Bu ziyaretler müslümanların birbirlerine karşılıklı muhabbet duymasına vesile olur. Ebu İdris el-Havlani, Mu`az İbnu Cebel (ra)`den naklediyor: "Resulullah (sav) buyurdular ki: "Allah Tebareke ve Teala Hazretleri şöyle hükmetti: "Benim rızam için birbirlerini sevenlere, benim için bir araya gelenlere, benim için birbirlerini ziyaret edenlere ve benim için birbirlerine harcayanlara sevgim vacip olmuştur." (Hadis Ebu İdris el-Havlani)
Muhterem emekli kardeşlerimizin dikkatine
Sekiz milyon insan çok önemli sayı. Emekli olmuş bu kardeşlerim dünyanın dört bir tarafında çok hayırlı işler yapabilirler. Buradan Rusya'ya gitmek için çeşitli yollar var. Trabzon Hopa'dan Batum'a geçiliyor. Orada Müslüman kardeşlerimiz var, Gürcüler var. Bizim memleketimizdeki Gürcüler çok dindar insanlardır. Mesela Gürcüce bilen kardeşlerimiz oraya gidebilirler.
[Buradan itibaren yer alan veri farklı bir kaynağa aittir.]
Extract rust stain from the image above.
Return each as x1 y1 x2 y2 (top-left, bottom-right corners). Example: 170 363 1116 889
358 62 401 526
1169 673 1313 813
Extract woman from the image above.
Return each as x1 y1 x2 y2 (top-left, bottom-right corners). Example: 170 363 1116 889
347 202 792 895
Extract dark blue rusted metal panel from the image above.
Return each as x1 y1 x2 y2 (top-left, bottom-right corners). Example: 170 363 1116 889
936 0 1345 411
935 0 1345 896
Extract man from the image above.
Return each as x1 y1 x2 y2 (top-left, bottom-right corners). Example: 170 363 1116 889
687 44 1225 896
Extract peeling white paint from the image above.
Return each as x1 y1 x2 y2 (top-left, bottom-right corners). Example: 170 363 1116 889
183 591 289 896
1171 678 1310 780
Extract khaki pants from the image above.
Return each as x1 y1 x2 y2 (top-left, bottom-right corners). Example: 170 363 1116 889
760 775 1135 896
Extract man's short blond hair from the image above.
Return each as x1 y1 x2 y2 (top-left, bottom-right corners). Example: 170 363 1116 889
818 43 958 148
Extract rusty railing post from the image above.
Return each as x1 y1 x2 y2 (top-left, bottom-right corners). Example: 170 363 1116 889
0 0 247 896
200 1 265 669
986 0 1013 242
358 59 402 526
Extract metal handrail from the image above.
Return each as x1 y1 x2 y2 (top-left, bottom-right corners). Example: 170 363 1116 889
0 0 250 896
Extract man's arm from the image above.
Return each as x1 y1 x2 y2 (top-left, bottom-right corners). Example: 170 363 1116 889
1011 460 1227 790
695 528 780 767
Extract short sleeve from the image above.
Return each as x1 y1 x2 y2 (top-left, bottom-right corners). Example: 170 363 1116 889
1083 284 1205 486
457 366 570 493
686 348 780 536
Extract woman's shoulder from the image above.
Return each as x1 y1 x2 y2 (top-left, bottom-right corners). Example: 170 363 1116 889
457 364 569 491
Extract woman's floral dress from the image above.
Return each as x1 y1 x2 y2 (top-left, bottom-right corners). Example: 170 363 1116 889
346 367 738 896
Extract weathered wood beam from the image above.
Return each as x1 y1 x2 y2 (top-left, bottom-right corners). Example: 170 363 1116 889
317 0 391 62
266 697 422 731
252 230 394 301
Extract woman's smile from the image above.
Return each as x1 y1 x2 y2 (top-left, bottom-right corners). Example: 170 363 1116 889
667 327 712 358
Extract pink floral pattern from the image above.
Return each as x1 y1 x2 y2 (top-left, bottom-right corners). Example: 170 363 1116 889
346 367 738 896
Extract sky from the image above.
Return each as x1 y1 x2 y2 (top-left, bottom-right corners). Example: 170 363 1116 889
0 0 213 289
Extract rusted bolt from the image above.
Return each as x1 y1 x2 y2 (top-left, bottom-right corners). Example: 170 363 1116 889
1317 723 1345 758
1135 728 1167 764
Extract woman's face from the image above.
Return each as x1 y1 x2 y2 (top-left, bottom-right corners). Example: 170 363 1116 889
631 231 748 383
Resulullah (sav) buyurdular ki:
"Kim Allah rızası için bir arkadaşını ziyaret eder veya bir hastaya geçmiş olsun ziyaretinde bulunursa, bir münadi ona şöyle nida eder: "Dünya ve ahirette hoş yaşayışa eresin. Bu gidişin de hoş oldu. Kendine cennette bir yer hazırladın." (Ebu Hüreyre)
Resulullah (sav) beni ve Muaz (ra)`ı Yemen`e gönderdi ve şu tembihte bulundu:
"İnsanları dine (tatlılıkla) davet edin. Müjdeleyin, nefret ettirmeyin. Kolaylaştırın, zorlaştırmayın. Uyumlu olun geçimsiz olmayın." (Ebu Musa)
Resulullah (sav) buyurdular ki: "Kıyamet günü aziz ve celil olan Allah şöyle buyuracak: "Ey ademoğlu! Ben hasta oldum beni ziyaret etmedin." Kul diyecek: "Ey Rabbim, sen Rabb’ülâlemin iken ben seni nasıl ziyaret ederim?" Rab Teala diyecek: "Bilmedin mi, falan kulum hastalandı, fakat sen onu ziyaret etmedin, bilmiyor musun? Eğer onu etseydin, yanında beni bulacaktın?" Rab Teala diyecek: "Ey ademoğlu ben senden yiyecek istedim ama sen beni doyurmadın!" Kul diyecek: "Ey Rabbim, ben seni nasıl doyururum. Sen ki Alemlerin Rabbisin?" Rab Teala diyecek: "Benim falan kulum senden yiyecek istedi. Sen onu doyurmadın. Bilmez misin ki, eğer sen ona yiyecek verseydin ben onu yanımda bulacaktım." Rab Teala diyecek: "Ey ademoğlu! Ben senden su istedim bana su vermedin!" Kul diyecek: "Ey Rabbim, ben sana nasıl su içirebilirim, sen ki Alemlerin Rabbisin!" Rab Teala diyecek: "Kulum falan senden su istedi. Sen ona su vermedin. Bilmiyor musun, eğer ona su vermiş olsaydın bunu benim yanımda bulacaktın!"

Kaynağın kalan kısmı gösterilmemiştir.